The next two commands tally the existing, added, and/or removed ports by comparing the ports that existed during the last poll of the Neutron OVS agent. Both of these commands are initiated by an if statement found on line 1081 and 1082 in the ovs_neutron_plugin.py file:
port_info = self.update_ports(ports)
First the function definition update_ports in the same file is called using the self.update_ports(ports) action. The update_ports calls the function definition get_vif_port_set in the ovs_lib.py file which retrieves the list of existing integration bridge ports and sets the result to a variable called port_names.
ovs-vsctl --timeout=2 list-ports br-int
Secondly the list Interface action retrieves a list of the ports with their names and external IDs (the attached MAC address, interface ID, interface status, and VM ID) and assigns the results to a variable.

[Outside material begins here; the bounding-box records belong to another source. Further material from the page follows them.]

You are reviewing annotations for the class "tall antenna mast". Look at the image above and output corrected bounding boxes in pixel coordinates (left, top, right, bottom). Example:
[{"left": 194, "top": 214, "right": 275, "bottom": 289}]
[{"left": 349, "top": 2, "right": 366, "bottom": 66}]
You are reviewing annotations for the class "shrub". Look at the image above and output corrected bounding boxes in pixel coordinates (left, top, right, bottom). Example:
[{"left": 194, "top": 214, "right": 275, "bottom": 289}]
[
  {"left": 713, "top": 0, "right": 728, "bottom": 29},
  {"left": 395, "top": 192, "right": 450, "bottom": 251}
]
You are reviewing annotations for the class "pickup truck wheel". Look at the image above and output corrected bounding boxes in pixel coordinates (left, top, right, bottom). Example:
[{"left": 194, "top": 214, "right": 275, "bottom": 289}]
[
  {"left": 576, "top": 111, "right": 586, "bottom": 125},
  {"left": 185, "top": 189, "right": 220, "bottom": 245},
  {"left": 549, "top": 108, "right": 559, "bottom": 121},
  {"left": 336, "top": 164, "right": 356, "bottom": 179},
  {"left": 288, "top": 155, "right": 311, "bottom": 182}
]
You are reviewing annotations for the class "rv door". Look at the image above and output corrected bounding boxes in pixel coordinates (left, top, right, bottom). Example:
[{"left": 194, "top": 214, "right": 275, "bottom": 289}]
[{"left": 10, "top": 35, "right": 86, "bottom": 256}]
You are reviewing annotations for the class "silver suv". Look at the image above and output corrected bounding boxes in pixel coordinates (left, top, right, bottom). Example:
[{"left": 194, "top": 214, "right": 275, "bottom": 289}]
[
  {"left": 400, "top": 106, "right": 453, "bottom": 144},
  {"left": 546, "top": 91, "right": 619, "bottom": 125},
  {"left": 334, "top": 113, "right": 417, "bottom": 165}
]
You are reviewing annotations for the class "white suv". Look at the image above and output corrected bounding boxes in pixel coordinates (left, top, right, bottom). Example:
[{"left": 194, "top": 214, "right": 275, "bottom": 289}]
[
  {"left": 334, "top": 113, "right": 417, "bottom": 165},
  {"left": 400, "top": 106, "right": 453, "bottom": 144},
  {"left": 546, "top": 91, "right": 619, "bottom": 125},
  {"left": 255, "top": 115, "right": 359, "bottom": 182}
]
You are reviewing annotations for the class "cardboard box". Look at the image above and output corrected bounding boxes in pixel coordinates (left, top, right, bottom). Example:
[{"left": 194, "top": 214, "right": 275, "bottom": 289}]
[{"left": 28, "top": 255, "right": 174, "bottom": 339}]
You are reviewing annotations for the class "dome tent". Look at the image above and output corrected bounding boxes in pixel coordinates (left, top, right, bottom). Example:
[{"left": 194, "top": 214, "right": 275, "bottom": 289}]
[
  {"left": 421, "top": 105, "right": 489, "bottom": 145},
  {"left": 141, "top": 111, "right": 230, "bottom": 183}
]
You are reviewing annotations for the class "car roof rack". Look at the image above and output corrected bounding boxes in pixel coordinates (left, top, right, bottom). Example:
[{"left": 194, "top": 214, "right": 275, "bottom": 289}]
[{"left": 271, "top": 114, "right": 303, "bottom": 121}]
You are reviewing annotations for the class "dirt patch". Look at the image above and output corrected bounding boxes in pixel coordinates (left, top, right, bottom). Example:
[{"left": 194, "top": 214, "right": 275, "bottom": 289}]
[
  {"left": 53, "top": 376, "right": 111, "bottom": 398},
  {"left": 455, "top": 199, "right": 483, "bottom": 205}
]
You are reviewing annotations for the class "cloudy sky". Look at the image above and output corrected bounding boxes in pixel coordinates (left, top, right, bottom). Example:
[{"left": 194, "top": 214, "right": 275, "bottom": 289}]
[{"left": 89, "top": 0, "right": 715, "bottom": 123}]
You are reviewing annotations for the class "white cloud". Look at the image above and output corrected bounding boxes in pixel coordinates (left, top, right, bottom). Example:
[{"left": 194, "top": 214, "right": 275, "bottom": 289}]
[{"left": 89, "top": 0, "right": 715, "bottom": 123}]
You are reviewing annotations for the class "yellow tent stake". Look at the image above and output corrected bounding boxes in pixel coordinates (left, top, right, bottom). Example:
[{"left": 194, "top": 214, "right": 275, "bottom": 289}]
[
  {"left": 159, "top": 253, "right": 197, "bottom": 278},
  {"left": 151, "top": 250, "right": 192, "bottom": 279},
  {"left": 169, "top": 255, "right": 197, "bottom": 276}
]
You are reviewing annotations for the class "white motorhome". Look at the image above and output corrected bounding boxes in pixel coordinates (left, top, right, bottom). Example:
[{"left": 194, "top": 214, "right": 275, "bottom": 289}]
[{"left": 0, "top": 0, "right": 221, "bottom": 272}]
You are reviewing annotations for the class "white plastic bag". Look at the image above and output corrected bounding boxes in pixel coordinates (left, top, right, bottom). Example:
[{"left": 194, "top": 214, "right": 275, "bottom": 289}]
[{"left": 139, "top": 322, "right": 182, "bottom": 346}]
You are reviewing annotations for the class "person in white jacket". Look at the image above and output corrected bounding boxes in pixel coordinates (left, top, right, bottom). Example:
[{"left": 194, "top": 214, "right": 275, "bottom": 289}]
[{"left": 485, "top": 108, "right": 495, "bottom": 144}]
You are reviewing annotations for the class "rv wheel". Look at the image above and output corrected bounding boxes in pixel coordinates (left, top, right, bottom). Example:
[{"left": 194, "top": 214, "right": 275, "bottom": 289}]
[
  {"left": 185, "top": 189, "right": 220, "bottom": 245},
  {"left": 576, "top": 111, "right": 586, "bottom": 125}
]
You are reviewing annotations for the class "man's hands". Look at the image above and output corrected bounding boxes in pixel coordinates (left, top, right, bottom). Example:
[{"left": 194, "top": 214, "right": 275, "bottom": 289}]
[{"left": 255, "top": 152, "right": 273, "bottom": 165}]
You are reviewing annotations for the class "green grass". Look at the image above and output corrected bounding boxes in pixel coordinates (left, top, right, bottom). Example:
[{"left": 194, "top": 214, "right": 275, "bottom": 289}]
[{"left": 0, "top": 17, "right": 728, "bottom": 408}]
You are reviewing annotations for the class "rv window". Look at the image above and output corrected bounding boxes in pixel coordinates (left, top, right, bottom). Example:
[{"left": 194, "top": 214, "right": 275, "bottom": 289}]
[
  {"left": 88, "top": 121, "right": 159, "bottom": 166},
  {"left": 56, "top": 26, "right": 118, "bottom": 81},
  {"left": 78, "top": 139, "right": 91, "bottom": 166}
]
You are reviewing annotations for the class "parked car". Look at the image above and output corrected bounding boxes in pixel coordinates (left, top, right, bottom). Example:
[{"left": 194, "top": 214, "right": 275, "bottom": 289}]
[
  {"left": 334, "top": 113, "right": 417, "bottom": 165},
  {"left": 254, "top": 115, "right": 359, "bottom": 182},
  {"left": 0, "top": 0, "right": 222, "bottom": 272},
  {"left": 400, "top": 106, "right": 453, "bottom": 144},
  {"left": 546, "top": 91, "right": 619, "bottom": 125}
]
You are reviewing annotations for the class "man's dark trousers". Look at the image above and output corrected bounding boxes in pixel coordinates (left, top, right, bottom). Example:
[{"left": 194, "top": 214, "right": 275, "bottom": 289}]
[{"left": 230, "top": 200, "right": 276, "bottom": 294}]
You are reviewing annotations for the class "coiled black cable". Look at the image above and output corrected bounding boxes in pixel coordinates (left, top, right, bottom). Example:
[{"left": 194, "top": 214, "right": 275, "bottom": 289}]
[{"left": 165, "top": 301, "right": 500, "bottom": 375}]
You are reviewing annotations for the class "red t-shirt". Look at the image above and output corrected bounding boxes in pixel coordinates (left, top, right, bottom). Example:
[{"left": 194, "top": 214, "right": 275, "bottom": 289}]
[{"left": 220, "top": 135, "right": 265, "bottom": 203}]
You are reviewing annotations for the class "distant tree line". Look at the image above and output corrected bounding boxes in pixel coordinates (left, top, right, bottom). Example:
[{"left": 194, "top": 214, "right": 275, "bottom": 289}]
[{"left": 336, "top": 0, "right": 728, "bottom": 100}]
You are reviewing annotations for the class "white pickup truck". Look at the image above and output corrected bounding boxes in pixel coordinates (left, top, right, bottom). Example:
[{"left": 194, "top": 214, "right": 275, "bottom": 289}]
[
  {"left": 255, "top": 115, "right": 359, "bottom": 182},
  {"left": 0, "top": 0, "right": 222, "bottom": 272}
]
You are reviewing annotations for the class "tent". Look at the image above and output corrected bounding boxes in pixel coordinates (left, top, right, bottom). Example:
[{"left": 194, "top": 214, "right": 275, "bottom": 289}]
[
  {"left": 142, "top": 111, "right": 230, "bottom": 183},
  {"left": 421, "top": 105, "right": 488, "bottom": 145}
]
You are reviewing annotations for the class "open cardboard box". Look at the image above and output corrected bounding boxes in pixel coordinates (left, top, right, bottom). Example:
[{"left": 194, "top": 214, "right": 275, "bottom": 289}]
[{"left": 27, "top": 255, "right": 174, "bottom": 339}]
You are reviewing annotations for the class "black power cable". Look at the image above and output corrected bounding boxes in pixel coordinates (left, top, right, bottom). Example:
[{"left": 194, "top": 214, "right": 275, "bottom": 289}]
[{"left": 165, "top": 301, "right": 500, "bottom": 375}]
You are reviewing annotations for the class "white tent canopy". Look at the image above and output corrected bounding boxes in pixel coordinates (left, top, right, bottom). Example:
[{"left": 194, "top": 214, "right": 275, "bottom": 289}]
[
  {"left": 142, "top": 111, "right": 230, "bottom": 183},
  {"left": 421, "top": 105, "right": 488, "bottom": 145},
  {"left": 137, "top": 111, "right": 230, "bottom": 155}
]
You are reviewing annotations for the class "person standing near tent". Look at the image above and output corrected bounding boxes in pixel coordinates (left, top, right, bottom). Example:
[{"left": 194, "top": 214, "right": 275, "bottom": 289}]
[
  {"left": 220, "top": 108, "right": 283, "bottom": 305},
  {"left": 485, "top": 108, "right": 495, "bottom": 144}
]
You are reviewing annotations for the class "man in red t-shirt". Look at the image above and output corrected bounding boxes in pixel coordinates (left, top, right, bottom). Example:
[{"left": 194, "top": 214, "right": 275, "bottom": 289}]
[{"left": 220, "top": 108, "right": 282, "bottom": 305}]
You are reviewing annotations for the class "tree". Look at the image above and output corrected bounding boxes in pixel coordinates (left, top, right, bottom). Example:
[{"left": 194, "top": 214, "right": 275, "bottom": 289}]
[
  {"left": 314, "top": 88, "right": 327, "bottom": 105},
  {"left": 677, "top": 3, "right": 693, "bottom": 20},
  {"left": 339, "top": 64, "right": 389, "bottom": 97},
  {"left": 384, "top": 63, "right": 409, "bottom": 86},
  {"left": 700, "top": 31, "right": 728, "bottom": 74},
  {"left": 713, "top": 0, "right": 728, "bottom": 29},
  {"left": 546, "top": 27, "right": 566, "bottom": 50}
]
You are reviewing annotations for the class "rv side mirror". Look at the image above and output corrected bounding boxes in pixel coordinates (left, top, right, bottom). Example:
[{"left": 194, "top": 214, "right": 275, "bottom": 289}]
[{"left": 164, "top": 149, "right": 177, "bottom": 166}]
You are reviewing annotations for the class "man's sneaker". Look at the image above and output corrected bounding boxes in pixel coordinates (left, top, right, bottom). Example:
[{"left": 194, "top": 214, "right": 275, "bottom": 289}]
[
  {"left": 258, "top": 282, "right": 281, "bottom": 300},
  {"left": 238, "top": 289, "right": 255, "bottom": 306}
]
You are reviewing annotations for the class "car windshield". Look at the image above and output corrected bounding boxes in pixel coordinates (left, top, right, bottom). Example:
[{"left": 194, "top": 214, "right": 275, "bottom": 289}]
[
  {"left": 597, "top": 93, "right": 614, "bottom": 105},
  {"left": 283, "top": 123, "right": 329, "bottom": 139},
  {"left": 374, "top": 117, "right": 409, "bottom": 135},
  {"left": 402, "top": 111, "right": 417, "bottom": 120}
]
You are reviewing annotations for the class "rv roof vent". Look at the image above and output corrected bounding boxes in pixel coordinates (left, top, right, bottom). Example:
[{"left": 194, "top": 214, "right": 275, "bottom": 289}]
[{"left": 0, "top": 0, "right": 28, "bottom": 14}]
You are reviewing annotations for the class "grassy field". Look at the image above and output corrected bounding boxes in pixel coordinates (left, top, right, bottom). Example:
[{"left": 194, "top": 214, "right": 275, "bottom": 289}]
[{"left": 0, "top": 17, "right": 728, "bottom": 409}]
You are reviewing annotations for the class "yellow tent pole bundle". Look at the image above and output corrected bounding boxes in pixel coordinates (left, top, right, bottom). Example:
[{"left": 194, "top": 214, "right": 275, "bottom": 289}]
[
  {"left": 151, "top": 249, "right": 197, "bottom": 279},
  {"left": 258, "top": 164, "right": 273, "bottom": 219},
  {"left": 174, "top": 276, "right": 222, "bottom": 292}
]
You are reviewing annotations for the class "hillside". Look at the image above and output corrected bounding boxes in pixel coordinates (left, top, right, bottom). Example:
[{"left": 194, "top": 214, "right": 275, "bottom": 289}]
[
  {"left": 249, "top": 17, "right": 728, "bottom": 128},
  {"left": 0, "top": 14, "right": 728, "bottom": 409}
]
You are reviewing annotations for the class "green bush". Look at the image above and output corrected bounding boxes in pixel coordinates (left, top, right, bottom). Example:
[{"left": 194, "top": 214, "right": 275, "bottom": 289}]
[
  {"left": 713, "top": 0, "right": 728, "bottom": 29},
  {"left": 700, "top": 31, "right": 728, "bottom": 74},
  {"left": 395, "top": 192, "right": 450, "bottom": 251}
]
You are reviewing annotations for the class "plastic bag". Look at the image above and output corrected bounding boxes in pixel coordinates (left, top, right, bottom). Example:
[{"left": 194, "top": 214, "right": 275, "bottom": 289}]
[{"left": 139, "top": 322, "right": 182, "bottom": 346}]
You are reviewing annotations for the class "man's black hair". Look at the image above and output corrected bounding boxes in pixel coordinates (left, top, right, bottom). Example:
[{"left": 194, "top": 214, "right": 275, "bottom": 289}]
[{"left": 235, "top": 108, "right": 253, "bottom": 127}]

ovs-vsctl --timeout=2 --format=json -- --columns=name,external_ids list Interface
The two variables are compared, if a difference is found the divergence is calculated as one of two states: added or removed, and the network ports are created or deleted (in this case there was no divergence found so no logs…I’ll try to dig some up if I can).
Lastly the firewall needs to be refreshed for the new ports, both IPv4 and IPv6.
At this point the underlying structure has been built for the plugin to work and the next steps update the OVS bridges and OpenFlow flow tables to support the existing ports. Once those (if any) ports have been created and configured the neutron-plugin-openvswitch-agent will poll periodically.